"Will you tell me the real meaning of this? I have already asked you."
"Sit down;" and he sat down himself, and lounged back easily in his chair. "By the way, have you lunched?"
"For God's sake man, don't trifle in this way. If you know the facts, as I suppose you do, you'll know I'm in no mood for bantering courtesy. Why am I torn away by your men by force at the very moment when my sister is in danger at the hands of the brute who has carried her off. I suppose you know all this. What does it mean, I repeat."
"You can understand, perhaps, Lieutenant, that as it is two days since my sister referred you to me, and you had left Moscow hastily, she was growing a little anxious. You know something of women in love and their insistent moods."
"To hell with all these plots and intrigues," I cried, furiously. "If you mean that that devil Devinsky is to have my sister in his power and I am to sit down coolly and bear it while you talk to me about marriage, you don't know me. I'll think of nothing, talk of nothing, do nothing, till I have either saved her and killed that villain, or am killed myself."
"Do you mean that you will set me at defiance?" cried the Prince, in stern ringing tones, his eyes flashing at me. "That you dare to flout the offers we have made you, and have the hardihood to set the needs of the country below your own little petty personal feelings and wishes? Do you know what that means, sir?"

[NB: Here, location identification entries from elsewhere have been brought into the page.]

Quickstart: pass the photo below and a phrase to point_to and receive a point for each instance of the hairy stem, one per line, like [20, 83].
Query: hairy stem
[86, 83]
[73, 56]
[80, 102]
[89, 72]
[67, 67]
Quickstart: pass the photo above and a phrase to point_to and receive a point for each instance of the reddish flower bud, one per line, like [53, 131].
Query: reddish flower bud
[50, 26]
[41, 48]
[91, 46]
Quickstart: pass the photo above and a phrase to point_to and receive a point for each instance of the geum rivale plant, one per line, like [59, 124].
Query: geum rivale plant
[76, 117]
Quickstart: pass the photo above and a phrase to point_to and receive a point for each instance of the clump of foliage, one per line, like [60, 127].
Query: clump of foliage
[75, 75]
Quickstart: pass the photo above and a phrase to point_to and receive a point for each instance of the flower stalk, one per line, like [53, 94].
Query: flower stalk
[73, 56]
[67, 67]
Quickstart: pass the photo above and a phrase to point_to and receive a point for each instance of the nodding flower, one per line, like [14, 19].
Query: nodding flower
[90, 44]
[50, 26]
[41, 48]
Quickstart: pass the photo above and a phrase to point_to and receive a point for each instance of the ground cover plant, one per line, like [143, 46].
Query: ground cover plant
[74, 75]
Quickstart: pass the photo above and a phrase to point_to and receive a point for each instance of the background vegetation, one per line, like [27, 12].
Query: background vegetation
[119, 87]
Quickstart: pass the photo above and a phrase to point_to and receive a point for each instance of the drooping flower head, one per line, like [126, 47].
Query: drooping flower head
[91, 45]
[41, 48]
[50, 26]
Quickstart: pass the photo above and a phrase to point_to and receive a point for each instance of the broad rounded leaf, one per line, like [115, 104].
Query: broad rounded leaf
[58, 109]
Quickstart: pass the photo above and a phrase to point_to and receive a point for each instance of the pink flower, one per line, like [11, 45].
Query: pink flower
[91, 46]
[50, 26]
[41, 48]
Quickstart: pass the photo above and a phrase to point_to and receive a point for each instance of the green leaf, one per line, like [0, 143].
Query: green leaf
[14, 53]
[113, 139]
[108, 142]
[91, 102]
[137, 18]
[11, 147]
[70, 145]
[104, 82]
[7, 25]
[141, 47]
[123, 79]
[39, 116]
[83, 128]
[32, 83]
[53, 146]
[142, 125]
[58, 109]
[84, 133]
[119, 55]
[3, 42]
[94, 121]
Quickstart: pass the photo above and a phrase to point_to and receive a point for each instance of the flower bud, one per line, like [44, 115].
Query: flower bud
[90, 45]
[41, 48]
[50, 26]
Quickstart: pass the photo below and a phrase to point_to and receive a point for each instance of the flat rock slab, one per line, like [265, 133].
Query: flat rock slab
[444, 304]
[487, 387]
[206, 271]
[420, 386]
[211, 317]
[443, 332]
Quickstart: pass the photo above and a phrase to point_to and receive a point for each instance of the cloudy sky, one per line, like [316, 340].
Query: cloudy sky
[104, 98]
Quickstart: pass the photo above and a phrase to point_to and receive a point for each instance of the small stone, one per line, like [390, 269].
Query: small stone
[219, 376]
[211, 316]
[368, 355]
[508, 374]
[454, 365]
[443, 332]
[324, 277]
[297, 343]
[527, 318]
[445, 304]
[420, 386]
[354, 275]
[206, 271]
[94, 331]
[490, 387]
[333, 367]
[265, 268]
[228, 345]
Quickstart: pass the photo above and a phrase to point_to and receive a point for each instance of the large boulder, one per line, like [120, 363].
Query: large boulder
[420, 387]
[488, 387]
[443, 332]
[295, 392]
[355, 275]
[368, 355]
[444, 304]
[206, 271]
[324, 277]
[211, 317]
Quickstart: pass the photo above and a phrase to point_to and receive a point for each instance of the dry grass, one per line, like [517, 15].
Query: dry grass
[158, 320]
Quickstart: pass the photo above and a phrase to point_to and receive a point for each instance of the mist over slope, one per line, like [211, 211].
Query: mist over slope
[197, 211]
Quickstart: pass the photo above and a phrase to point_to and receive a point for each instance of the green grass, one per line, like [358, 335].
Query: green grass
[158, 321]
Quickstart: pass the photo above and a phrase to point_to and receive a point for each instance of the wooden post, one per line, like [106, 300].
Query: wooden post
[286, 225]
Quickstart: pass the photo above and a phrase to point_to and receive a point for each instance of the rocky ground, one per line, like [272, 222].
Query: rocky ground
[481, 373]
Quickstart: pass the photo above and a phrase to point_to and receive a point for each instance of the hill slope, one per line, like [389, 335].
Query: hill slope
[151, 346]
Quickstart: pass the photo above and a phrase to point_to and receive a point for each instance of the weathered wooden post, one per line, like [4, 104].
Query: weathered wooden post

"I care not what it means," I answered, recklessly. "I tell you this to your face. If my sister be not saved at once, I'll never set eyes on you or your sister again, unless it be that you make me grin at you from behind the bars of some one of your cursed gaols. That is my last word, if it costs me my life."
He rose and looked at me so sternly that I could almost have flinched before him if my stake in the matter had not been so great. I never met such a look of concentrated power before.
"If you dare to repeat that, Lieutenant Petrovitch, I will send you straight to the Mallovitch," he said, with positively deadly intensity of tone, pointing his finger through the window to where the gloomy frowning tower of the great prison was visible.
"I care not if you send me to hell," I cried. "Save my sister, or my hand shall rot at the wrist before I lift it in your service."